The record watch is finally over. She’s done it.
Winning her 83rd World Cup race Tuesday, Mikaela Shiffrin has entered rarefied air as the winningest woman alpine skier of all time, edging past her tie with Lindsey Vonn.
Shiffrin took the win in a giant slalom race in Italy’s Kronplatz, finishing just 0.45 seconds ahead of Lara Gut-Behrami of Switzerland. She had tied Lindsey Vonn’s World Cup record of 82 on January 8 in Kranjska Gora, Slovenia.
“It might take me a little bit to figure out what to say,” Shiffrin said after her landmark achievement, per the Associated Press. “I don’t know what to say right now.”
It’s a triumphant statement for the 27-year-old after the world watched her uncharacteristically struggle at last year’s Beijing Olympics.
Shiffrin took gold in giant slalom and silver in alpine combined at Pyeongchang 2018 and finished just off the podium in slalom.
In Beijing, Shiffrin competed in all five individual races (giant slalom, slalom, super-G, downhill and alpine combined) for the first time, as well as the the mixed team parallel.
She did not finish on the podium in any of them, leading to some serious self-introspection.
“Why do I keep coming back?” she tweeted in February 2022.
But a month after the Olympics, Shiffrin won her fourth World Cup overall title. And she even allowed herself to look ahead to the possiblity of breaking Vonn’s record.
“That record is not going to be the thing that defines my success in my career,” Shiffrin told me in April 2022. “It’s already been successful—but I’m still here and still doing it. As I keep skiing in the next season or so I’m almost on a journey to find out what the goal needs to be and what my career is going to look like moving forward.”
Needless to say, Shiffrin deserves to take a moment and process the magnitude of what she has just accomplished. There’s no need for the world to place outside expectations on her.
Still, with the women’s alpine all-time record, the watch now turns to the overall World Cup record of 86, held by Sweden’s Ingemar Stenmark. Shiffrin is just three wins away from being crowned the best alpine skier of all time.
And, at 27, she’s ahead of the game. Vonn was 33 years old when she won her last World Cup event. Stenmark was 32.

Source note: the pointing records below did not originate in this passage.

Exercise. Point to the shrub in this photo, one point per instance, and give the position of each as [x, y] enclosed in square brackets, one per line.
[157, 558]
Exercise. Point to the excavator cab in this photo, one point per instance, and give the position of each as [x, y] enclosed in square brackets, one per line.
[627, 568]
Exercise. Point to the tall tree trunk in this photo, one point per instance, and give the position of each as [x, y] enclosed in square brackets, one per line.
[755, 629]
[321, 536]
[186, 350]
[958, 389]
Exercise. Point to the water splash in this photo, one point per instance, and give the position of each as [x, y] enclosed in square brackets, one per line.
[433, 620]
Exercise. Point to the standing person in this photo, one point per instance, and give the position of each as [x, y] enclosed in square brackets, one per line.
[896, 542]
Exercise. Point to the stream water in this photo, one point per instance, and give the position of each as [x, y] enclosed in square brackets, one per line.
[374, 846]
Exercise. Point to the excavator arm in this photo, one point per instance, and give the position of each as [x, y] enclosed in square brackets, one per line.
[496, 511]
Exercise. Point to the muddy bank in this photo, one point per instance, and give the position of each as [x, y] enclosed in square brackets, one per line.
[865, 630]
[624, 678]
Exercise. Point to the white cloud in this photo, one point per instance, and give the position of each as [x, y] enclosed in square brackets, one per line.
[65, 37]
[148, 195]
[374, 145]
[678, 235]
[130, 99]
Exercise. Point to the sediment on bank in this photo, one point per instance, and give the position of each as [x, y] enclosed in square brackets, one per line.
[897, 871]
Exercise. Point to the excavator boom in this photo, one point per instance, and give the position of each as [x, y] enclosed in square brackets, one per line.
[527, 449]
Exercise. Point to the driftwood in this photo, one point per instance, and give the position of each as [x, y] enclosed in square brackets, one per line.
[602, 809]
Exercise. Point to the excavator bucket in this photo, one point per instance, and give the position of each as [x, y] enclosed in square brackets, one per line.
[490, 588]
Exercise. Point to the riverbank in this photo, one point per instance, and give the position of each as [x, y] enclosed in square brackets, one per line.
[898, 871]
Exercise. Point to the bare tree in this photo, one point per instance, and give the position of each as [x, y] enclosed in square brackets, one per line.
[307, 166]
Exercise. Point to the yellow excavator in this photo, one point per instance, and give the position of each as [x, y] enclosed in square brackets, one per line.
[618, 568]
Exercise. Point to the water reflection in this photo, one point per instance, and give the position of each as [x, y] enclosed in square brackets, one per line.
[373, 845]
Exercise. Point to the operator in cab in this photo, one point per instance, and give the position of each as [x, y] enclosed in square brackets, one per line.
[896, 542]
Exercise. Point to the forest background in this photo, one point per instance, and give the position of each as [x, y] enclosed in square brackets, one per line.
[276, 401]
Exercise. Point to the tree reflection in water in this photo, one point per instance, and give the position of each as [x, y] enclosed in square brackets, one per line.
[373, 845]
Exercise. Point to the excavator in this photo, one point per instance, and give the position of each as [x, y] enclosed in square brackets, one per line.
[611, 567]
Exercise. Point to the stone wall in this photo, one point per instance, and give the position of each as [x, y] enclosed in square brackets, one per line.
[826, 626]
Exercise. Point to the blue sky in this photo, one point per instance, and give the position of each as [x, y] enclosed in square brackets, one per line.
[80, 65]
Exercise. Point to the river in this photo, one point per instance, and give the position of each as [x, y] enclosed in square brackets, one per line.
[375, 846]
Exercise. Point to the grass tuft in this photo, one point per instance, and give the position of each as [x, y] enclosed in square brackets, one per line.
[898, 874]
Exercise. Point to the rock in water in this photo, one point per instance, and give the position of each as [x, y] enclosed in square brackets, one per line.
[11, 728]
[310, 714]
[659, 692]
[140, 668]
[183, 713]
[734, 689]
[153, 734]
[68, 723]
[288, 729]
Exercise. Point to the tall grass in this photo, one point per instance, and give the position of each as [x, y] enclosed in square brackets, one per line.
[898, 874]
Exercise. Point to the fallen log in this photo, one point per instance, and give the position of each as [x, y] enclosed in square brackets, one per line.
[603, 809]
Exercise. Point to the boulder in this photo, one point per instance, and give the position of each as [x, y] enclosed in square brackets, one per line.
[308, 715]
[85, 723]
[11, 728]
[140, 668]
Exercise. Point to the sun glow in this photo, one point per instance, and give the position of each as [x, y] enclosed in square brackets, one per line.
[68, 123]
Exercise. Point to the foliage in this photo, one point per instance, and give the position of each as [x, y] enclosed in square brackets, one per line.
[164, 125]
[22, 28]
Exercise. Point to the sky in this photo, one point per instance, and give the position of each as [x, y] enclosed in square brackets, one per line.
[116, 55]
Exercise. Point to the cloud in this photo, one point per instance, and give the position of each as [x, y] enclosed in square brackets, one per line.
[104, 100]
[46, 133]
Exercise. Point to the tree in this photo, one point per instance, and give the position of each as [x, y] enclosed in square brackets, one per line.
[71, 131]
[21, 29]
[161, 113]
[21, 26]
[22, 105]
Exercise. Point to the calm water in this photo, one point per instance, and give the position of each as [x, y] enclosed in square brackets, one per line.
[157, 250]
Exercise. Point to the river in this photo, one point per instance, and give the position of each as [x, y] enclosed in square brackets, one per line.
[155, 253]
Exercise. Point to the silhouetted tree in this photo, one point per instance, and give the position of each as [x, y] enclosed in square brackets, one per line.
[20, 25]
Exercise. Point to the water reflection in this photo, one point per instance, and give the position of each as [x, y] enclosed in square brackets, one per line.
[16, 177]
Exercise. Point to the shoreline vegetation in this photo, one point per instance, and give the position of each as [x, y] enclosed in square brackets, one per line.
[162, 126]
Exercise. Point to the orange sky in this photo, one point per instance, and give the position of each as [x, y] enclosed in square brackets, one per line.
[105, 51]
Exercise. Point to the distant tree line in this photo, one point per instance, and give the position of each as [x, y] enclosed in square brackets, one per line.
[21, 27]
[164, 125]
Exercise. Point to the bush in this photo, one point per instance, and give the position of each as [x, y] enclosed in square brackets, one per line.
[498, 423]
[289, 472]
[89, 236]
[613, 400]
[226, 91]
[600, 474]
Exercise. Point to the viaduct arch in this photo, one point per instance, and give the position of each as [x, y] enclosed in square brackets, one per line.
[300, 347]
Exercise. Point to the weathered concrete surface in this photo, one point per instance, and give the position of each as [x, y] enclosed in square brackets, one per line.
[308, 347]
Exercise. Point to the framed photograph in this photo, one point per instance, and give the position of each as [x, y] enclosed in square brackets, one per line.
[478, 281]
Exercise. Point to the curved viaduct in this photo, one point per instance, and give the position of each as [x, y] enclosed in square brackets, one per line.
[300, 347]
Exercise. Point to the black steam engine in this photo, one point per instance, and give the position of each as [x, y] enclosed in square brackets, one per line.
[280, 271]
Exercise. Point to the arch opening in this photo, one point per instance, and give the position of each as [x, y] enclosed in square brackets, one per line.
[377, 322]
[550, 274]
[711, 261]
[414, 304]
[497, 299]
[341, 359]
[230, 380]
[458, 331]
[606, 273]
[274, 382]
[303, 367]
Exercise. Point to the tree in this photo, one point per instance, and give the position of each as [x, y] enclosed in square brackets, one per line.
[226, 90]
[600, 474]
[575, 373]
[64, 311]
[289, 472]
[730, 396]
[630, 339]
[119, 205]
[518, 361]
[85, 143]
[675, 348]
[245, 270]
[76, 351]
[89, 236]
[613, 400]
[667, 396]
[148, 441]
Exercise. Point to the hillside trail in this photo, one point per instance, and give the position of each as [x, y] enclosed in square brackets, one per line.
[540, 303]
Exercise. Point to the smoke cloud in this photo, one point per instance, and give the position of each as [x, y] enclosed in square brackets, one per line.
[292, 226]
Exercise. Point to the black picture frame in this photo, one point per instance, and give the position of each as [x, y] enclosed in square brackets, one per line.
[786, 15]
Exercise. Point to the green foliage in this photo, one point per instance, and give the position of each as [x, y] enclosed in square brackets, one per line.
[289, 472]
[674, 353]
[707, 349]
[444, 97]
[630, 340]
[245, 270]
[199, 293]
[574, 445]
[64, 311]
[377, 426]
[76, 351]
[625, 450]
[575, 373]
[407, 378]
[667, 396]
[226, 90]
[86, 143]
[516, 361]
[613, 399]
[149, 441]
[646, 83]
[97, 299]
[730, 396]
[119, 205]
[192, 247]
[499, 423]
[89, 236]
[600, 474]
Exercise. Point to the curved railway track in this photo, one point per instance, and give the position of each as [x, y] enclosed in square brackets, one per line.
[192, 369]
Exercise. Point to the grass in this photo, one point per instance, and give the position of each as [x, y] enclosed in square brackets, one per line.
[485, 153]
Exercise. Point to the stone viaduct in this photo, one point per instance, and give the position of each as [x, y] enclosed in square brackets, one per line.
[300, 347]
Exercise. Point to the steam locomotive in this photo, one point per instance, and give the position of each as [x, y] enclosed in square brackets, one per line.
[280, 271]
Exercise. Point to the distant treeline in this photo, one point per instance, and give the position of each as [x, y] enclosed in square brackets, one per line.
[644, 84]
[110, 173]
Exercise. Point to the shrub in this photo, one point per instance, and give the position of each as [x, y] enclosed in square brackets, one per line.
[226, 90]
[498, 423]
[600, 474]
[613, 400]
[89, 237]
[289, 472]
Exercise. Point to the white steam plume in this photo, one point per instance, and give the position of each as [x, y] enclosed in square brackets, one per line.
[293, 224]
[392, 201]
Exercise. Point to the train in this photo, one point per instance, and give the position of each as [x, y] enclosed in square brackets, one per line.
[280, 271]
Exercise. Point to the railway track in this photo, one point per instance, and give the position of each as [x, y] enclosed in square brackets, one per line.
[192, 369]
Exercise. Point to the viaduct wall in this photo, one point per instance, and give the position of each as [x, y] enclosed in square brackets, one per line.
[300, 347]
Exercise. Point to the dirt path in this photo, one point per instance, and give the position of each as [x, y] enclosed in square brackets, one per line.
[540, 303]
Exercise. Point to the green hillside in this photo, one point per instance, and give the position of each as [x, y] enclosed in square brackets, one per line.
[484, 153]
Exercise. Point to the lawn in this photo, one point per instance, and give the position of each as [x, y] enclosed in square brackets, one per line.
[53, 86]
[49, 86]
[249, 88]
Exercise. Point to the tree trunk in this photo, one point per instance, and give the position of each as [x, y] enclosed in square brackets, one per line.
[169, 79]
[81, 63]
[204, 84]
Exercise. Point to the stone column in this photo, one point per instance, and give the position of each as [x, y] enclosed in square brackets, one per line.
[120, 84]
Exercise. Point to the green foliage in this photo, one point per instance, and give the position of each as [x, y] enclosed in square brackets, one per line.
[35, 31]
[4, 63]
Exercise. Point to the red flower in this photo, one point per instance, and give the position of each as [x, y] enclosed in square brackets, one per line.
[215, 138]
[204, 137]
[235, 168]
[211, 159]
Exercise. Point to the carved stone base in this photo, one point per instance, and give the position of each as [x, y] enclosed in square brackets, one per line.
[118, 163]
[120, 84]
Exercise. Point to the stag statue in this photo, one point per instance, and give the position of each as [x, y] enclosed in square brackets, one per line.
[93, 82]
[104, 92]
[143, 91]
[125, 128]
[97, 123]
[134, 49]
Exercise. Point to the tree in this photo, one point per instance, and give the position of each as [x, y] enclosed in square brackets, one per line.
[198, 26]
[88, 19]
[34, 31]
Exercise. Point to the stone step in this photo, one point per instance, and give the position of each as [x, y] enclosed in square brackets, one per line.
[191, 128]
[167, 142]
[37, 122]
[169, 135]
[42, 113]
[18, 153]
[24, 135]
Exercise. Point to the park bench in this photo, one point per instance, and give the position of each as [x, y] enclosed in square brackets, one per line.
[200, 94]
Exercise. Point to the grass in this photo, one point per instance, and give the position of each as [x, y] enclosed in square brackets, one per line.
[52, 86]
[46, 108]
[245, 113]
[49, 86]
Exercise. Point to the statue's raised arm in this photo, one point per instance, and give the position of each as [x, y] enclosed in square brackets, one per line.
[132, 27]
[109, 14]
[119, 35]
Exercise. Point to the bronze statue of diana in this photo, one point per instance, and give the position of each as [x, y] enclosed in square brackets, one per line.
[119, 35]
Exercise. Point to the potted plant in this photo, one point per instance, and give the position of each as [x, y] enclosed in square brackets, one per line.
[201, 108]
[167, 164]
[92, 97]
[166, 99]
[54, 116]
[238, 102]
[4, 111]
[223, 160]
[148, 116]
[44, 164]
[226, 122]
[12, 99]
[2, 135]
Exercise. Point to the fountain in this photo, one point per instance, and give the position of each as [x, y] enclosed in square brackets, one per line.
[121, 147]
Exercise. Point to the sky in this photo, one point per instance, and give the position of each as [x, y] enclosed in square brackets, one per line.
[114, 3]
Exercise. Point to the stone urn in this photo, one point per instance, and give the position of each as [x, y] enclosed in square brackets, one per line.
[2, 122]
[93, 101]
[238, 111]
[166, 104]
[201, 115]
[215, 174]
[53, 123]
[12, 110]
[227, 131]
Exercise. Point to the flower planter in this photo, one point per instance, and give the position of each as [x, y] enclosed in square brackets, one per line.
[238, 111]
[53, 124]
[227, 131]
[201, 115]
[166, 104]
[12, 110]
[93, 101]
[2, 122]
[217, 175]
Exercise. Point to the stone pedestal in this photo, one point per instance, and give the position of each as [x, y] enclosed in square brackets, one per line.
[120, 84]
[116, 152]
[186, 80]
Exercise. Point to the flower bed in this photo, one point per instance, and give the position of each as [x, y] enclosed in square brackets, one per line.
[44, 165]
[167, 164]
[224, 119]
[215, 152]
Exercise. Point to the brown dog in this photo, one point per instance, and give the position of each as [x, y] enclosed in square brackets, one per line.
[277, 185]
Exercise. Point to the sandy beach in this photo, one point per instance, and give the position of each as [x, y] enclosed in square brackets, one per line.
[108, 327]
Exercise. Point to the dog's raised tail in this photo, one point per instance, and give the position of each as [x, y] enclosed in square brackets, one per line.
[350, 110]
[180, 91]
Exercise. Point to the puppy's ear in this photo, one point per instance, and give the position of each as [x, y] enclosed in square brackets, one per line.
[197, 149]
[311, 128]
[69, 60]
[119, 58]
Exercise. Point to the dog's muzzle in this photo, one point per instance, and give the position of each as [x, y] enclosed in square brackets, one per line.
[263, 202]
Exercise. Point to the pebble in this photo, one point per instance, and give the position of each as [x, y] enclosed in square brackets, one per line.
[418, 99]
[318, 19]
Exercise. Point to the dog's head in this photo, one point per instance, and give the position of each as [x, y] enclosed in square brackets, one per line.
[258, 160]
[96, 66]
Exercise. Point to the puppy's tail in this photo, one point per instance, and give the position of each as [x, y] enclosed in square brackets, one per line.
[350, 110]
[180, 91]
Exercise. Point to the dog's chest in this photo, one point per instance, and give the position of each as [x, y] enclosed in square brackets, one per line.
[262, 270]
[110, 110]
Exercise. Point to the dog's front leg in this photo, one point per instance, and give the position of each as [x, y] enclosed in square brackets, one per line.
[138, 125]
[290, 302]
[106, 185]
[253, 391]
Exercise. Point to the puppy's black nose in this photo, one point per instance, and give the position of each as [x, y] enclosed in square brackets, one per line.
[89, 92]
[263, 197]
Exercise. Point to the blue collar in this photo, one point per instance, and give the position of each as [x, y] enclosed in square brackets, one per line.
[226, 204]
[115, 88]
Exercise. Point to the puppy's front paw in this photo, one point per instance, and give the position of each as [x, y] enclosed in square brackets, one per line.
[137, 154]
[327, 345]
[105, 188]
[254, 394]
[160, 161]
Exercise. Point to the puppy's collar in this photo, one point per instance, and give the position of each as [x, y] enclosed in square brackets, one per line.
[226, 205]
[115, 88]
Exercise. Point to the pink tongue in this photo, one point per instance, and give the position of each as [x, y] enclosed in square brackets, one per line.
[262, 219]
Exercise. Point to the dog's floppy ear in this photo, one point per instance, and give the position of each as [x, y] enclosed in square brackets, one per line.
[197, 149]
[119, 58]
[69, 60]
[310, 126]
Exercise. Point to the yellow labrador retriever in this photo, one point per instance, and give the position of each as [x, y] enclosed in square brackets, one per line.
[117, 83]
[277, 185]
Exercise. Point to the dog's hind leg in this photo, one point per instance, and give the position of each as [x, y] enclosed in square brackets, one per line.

Her chances to do so will be immediate; there is another giant slalom race Wednesday in Kronplatz and two slalom races on the docket for this weekend in the Czech Republic.
“Mikaela Shiffrin is now not only the best woman alpine skier of all time, but she is also a great person, teammate and role model for the sport of alpine skiing,” said Sophie Goldschmidt, CEO of U.S. Ski & Snowboard. “As an organization, we are so proud of her accomplishments and cannot wait to see how she further transforms the sport and the history books next.”